Daniel Lee a été choisi, entre autres, pour son habileté à assimiler l’ADN d’une Maison. À réconcilier le passé et le présent, la tradition et l’avant-gardisme. Chez Bottega Veneta, dont il a orchestré la renaissance, le créateur avait notamment remis au goût du jour le tissage intrecciato, savoir-faire signature du label.
Comme un être vivant, une marque a « des ancêtres, une histoire, des racines culturelles et géographiques. Elle est ancrée, non inventée », posent Vincent Bastien et Jean-Noël Kapferer dans l’ouvrage « Luxe oblige ». En restant fidèles à leur patrimoine, composant majeur de leur imaginaire symbolique, les griffes clarifient leur message et offrent des repères rassurants. Plus particulièrement dans un contexte de massification et de déracinement. On favorise une proximité culturelle avec les consommateurs locaux, et affective auprès d’un public global, par adhérence à une identité et des valeurs.
Sous la direction de Daniel Lee, Burberry met, là, en scène des pièces iconiques de sa collection Héritage. Des produits refuges, authentiques et réconfortants. Un vocabulaire stylistique autour duquel le designer bâtira son esthétique.
Depuis la pandémie de Covid-19 et les prises de conscience environnementales, on veut consommer moins et mieux. Retrouver la valeur du temps, de l’exigence et de l’attachement aux vêtements. Privilégier des incontournables, qui traverseront les saisons, plutôt que des pièces périssables, collant aux tendances du moment. En réponse à l’évolution des envies et des attentes, le luxe semble renouer avec l’intemporel. Sous l’influence streetwear de Riccardo Tisci, le langage de Burberry flirtait avec le confus, le brouillon. Comme la Maison anglaise, après des années de subversion créative, Gucci et Balenciaga, les deux locomotives du groupe Kering, choisissent elles-aussi de reconnecter avec leur essence. Dans une interview post-controverse auprès de Vogue, Demna confie ainsi vouloir « revenir aux racines de Balenciaga, qui sont de faire des vêtements de qualité, pas de l’image ou du buzz ».

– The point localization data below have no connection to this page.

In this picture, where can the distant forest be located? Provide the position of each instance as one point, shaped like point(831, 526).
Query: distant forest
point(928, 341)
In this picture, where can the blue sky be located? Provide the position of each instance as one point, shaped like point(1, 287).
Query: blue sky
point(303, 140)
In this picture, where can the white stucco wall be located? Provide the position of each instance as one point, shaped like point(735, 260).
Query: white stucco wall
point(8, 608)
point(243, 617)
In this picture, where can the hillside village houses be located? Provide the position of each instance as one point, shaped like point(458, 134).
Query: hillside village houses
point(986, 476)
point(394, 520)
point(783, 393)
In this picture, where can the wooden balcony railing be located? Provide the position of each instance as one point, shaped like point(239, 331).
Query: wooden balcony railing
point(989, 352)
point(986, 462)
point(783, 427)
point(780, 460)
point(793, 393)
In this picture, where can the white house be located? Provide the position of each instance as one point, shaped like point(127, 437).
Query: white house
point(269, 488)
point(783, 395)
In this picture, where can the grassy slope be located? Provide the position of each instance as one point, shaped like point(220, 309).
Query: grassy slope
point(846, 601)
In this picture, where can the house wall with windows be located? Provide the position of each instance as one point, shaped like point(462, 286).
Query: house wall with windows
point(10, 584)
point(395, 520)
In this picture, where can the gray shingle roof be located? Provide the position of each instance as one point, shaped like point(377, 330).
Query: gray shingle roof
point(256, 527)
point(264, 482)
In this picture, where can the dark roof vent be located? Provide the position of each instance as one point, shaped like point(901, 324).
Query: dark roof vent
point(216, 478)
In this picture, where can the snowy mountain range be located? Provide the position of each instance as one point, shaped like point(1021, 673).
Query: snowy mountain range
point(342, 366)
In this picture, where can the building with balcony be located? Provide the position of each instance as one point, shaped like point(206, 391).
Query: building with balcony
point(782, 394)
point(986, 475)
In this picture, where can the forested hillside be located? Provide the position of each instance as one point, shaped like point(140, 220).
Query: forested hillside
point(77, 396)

Contraintes de se réinventer pour s’adapter au renouvellement générationnel de leur clientèle, certaines marques en ont parfois perdu leur âme. L’identité visuelle en est aussi l’une des manifestations. Nuée de logos Sans Serif majuscules et gras, nets, minimalistes et contemporains, mais surtout aseptisés, neutres, impersonnels. Dans un univers où l’Helvetica est roi, tout se ressemble. L’histoire et les empreintes distinctives sont sacrifiées sur l’autel de la modernité. Balmain s’allège copieusement. Balenciaga s’inspire de « la clarté des supports de signalisation installés dans les transports publics ». Saint Laurent abandonne son Yves et ses trois initiales entrelacées.
Pour Burberry, qui avait elle-aussi cédé au sobre et au simplifié, faire renaître son lettrage Serif signifie retrouver son caractère et son esprit d’origine.
L’enjeu du luxe d’aujourd’hui consiste à célébrer tout à la fois ses valeurs et les traduire dans le monde actuel. Savoir qui il est, pour savoir où il va.